Polymarket's markets can be used as a "probability thermometer." The "US-Iran nuclear deal by June 30" market is trading around "Yes" at $0.84, implying an 84% probability. "US-Iran nuclear deal before 2027" is around "Yes" at $0.945. "Will the U.S. invade Iran before 2027" is around "Yes" at only $0.115. "Iran Nuke before 2027" is around $0.0735. "Will the Iranian regime fall by June 30" is around $0.0065. This set of numbers means: the probability of a short-term agreement is high, but long-tail risks remain. The market is betting on détente, but not going all in.
For a pre-US-market watchlist, the editor has compiled some ideas:
Tier 1, direct beneficiaries of lower fuel costs: JETS, DAL, UAL, AAL, LUV, CCL, RCL, NCLH.
Tier 2, beneficiaries of risk-appetite recovery, especially small-caps and cyclicals: SPY (S&P 500 ETF), QQQ (Nasdaq 100 ETF), IWM (Russell 2000 Small-Cap ETF).
Tier 3, beneficiaries of cost reduction but with slower elasticity: FDX (FedEx), UPS (United Parcel Service), DOW (Dow Inc.), LYB (LyondellBasell).
Conversely, XOM (Exxon Mobil), CVX (Chevron), SLB, HAL (Halliburton), and XLE (Energy Select Sector SPDR Fund) – these upstream energy and oilfield services stocks are more likely to face short-term pressure. They were beneficiaries of high oil prices and the war premium; if that premium is squeezed out, their fundamental story needs to be recalculated.
Finally, the risks. The biggest fear for this trade is not that "oil prices have already fallen," but that "the agreement hasn't actually been implemented yet." The June 19 signing, maritime mine clearance, declining insurance rates, shipowners resuming transit, the implementation of the Iran-Oman coordination mechanism – these links need to be verified one by one.

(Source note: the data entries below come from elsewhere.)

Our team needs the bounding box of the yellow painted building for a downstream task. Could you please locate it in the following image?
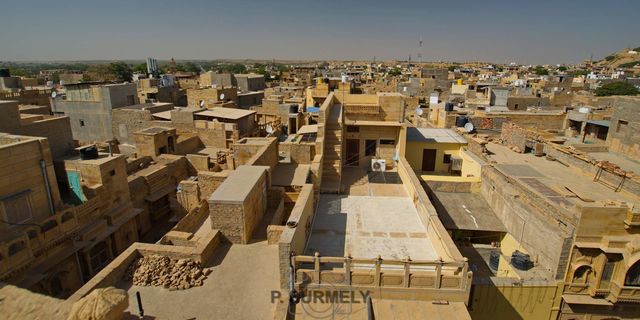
[405,128,480,182]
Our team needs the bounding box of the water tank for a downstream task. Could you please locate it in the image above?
[80,145,98,160]
[456,117,469,128]
[511,250,533,270]
[489,250,500,271]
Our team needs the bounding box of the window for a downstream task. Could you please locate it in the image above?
[616,120,629,133]
[364,140,377,156]
[89,241,111,273]
[380,139,396,146]
[0,191,32,223]
[9,241,27,256]
[624,261,640,287]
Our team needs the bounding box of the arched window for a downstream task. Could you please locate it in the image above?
[573,266,593,283]
[624,261,640,287]
[9,241,26,256]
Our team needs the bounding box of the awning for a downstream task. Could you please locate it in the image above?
[587,120,611,128]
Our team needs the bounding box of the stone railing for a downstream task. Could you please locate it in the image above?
[609,282,640,303]
[292,253,471,302]
[344,104,380,115]
[624,210,640,228]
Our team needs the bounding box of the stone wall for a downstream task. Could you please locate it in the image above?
[209,171,267,244]
[607,97,640,159]
[278,184,316,290]
[544,143,640,194]
[198,171,229,200]
[67,230,220,302]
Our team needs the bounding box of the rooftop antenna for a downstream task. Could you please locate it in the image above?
[418,35,422,64]
[464,122,474,133]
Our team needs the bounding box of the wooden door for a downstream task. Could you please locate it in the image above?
[344,139,360,167]
[422,149,437,171]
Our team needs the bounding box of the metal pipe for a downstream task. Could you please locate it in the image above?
[40,160,56,215]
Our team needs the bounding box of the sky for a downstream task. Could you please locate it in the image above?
[0,0,640,64]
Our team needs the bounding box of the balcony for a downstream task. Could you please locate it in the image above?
[609,282,640,303]
[293,254,471,296]
[624,210,640,229]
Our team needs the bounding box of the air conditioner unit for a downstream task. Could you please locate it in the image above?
[450,157,462,171]
[371,159,387,172]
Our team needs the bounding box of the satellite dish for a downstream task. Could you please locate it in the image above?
[464,122,474,133]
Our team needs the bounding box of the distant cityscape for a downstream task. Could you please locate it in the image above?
[0,39,640,320]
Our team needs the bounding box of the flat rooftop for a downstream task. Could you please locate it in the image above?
[434,191,507,232]
[407,127,467,143]
[587,152,640,175]
[487,142,640,208]
[305,194,438,260]
[209,166,269,202]
[117,242,280,319]
[194,107,256,120]
[271,163,311,187]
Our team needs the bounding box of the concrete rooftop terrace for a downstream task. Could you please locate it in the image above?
[118,241,280,319]
[487,143,640,208]
[305,194,437,260]
[305,168,438,260]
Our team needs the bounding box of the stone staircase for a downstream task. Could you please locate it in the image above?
[320,104,342,193]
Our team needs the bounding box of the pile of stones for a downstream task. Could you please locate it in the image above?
[127,255,211,290]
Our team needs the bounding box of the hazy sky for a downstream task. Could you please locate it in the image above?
[0,0,640,64]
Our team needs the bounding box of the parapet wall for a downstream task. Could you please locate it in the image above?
[398,157,464,261]
[278,184,316,289]
[67,230,220,302]
[480,166,577,279]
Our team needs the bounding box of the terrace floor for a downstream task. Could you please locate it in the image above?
[487,143,638,207]
[118,241,280,319]
[305,194,437,260]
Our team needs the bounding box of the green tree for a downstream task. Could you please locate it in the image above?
[389,68,402,76]
[133,63,147,74]
[569,69,589,77]
[176,61,200,73]
[533,66,549,76]
[595,81,640,97]
[109,61,133,82]
[618,60,640,68]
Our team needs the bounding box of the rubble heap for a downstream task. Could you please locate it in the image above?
[127,255,211,290]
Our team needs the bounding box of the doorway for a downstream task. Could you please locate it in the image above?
[344,139,360,166]
[422,149,437,171]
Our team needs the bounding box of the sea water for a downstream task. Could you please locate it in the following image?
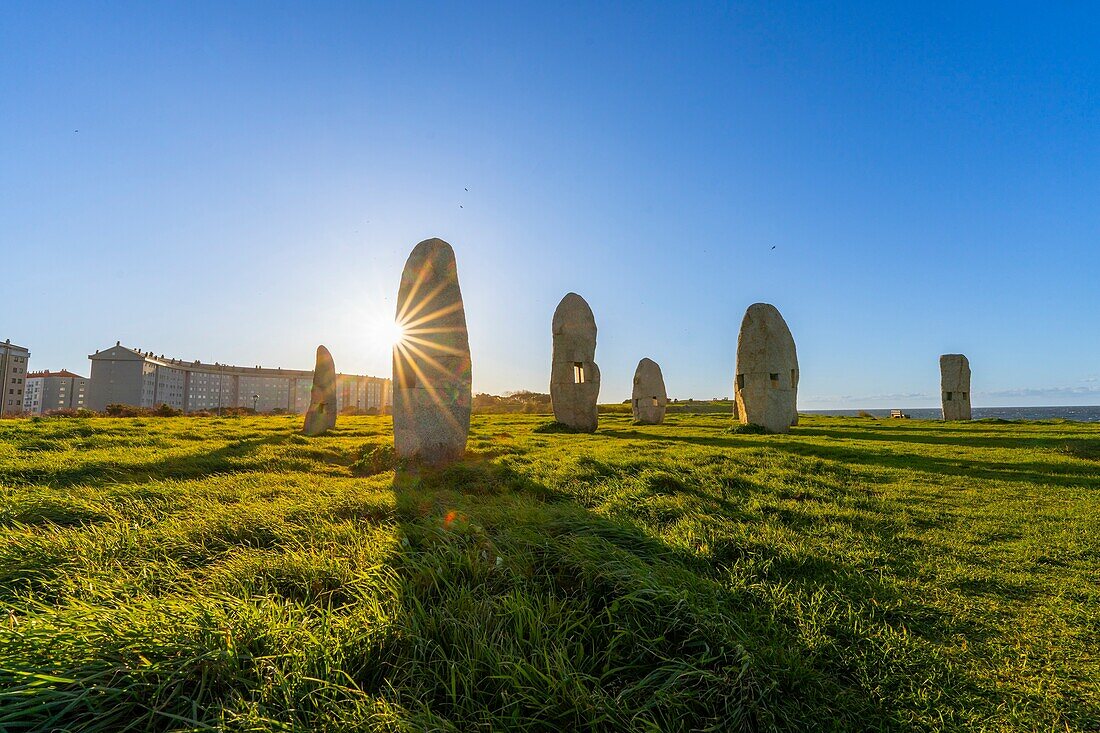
[799,405,1100,423]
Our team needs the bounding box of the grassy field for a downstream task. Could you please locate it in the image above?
[0,414,1100,731]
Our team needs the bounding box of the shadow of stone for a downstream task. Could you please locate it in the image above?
[373,449,972,730]
[0,434,289,488]
[798,426,1082,450]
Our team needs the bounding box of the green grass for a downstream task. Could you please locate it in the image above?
[0,414,1100,731]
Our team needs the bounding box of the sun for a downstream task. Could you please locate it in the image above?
[386,321,405,347]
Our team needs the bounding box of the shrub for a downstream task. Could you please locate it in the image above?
[106,403,150,417]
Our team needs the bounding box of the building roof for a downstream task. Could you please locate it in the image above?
[88,341,389,381]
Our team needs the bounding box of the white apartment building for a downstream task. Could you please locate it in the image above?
[23,369,88,415]
[0,339,31,417]
[87,342,393,413]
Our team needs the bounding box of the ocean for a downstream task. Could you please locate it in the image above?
[799,405,1100,423]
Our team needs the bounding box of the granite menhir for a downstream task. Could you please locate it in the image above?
[394,239,471,466]
[631,359,669,425]
[939,353,970,420]
[550,293,600,433]
[734,303,799,433]
[301,346,337,435]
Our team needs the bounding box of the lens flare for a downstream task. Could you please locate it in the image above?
[386,321,405,346]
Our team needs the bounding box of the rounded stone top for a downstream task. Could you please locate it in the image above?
[553,293,596,333]
[403,237,458,274]
[741,303,794,343]
[737,303,798,365]
[634,358,664,384]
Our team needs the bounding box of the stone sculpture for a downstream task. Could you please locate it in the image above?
[939,353,970,420]
[631,359,669,425]
[303,346,337,435]
[550,293,600,433]
[394,239,471,466]
[734,303,799,433]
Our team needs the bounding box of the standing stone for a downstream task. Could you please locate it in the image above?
[631,359,669,425]
[550,293,600,433]
[394,239,471,466]
[734,303,799,433]
[939,353,970,420]
[303,346,337,435]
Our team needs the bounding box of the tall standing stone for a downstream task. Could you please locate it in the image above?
[303,346,337,435]
[550,293,600,433]
[939,353,970,420]
[394,239,471,466]
[734,303,799,433]
[631,359,669,425]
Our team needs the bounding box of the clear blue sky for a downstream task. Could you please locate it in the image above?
[0,0,1100,408]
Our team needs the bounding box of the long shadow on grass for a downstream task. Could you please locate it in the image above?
[601,428,1100,488]
[378,444,972,730]
[0,434,290,488]
[798,426,1100,450]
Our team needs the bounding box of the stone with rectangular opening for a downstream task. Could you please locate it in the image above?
[633,359,669,425]
[939,353,971,420]
[550,293,600,433]
[734,303,799,433]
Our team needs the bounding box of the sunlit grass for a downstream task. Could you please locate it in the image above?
[0,414,1100,731]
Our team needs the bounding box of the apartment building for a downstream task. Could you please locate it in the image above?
[87,342,393,413]
[0,339,31,417]
[23,369,88,415]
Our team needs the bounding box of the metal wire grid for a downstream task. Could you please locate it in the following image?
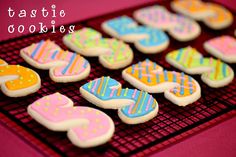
[0,0,236,156]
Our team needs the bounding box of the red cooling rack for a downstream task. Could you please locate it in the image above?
[0,1,236,156]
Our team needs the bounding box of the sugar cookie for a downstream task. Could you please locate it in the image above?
[171,0,233,29]
[166,47,234,88]
[20,40,90,83]
[0,59,41,97]
[28,93,114,148]
[102,16,169,53]
[80,77,158,124]
[203,35,236,63]
[134,5,201,41]
[122,59,201,106]
[63,28,133,69]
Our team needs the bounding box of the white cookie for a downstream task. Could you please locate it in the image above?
[166,47,234,88]
[63,28,133,69]
[20,40,90,83]
[122,59,201,106]
[102,16,169,54]
[203,35,236,63]
[171,0,233,30]
[28,93,115,148]
[0,59,41,97]
[134,5,201,41]
[80,77,158,124]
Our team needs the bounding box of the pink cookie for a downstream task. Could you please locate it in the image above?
[28,93,114,148]
[204,35,236,63]
[20,40,90,83]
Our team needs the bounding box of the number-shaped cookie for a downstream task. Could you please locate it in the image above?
[28,93,114,148]
[0,59,41,97]
[63,28,133,69]
[102,16,169,53]
[171,0,233,29]
[20,40,90,82]
[134,5,201,41]
[80,77,158,124]
[203,35,236,63]
[166,47,234,88]
[122,59,201,106]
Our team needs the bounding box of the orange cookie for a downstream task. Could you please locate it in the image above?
[0,59,41,97]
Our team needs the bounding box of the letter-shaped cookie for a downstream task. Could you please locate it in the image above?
[203,35,236,63]
[80,77,158,124]
[0,59,41,97]
[63,28,133,69]
[134,5,201,41]
[28,93,114,148]
[122,59,201,106]
[102,16,169,53]
[171,0,233,29]
[20,40,90,83]
[166,47,234,88]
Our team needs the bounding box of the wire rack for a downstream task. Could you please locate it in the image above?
[0,1,236,156]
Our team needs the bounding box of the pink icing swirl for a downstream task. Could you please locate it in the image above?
[28,93,114,147]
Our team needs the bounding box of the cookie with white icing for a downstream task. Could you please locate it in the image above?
[80,77,158,124]
[20,40,90,83]
[166,47,234,88]
[102,16,169,54]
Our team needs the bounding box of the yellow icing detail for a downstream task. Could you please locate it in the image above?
[125,61,196,97]
[0,63,39,90]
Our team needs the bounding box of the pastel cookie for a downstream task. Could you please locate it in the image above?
[28,93,115,148]
[122,59,201,106]
[0,59,41,97]
[20,40,90,83]
[134,5,201,41]
[80,77,158,124]
[203,35,236,63]
[171,0,233,30]
[102,16,169,53]
[166,47,234,88]
[63,28,133,69]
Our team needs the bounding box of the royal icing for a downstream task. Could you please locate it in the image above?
[0,59,41,97]
[166,47,234,86]
[134,5,200,40]
[80,77,158,124]
[64,28,133,68]
[204,35,236,63]
[102,16,169,53]
[172,0,233,29]
[28,93,114,147]
[21,40,90,82]
[122,59,200,106]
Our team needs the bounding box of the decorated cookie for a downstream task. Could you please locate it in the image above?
[0,59,41,97]
[63,28,133,69]
[20,40,90,82]
[204,35,236,63]
[102,16,169,53]
[171,0,233,29]
[80,77,158,124]
[166,47,234,88]
[134,5,201,41]
[122,59,201,106]
[28,93,114,148]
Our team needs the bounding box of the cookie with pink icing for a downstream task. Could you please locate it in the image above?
[63,27,133,69]
[0,59,41,97]
[134,5,201,41]
[204,35,236,63]
[28,93,115,148]
[20,40,90,83]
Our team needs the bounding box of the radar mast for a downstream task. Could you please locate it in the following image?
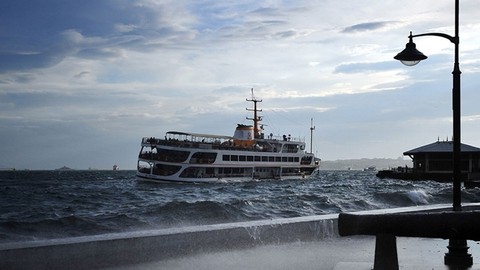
[246,88,262,139]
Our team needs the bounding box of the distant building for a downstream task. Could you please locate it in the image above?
[377,141,480,182]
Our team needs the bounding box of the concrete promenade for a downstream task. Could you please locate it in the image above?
[0,204,480,270]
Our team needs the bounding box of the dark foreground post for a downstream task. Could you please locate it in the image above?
[338,211,480,270]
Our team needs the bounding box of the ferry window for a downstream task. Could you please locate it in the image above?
[152,164,182,176]
[156,149,190,163]
[190,152,217,164]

The most important signals to track: Can Brent break below $80? Can WTI break below $78? Can airline and cruise stocks hold their gains after gapping up? Can the Polymarket Iran agreement market maintain a probability above 80%?
If these conditions hold simultaneously, it suggests the market is shifting its focus from "war shock" to "supply recovery."
If oil prices rebound to the $88 - $90 range, or if the Polymarket agreement probability drops rapidly, it's time to reduce positions in this reopening trade.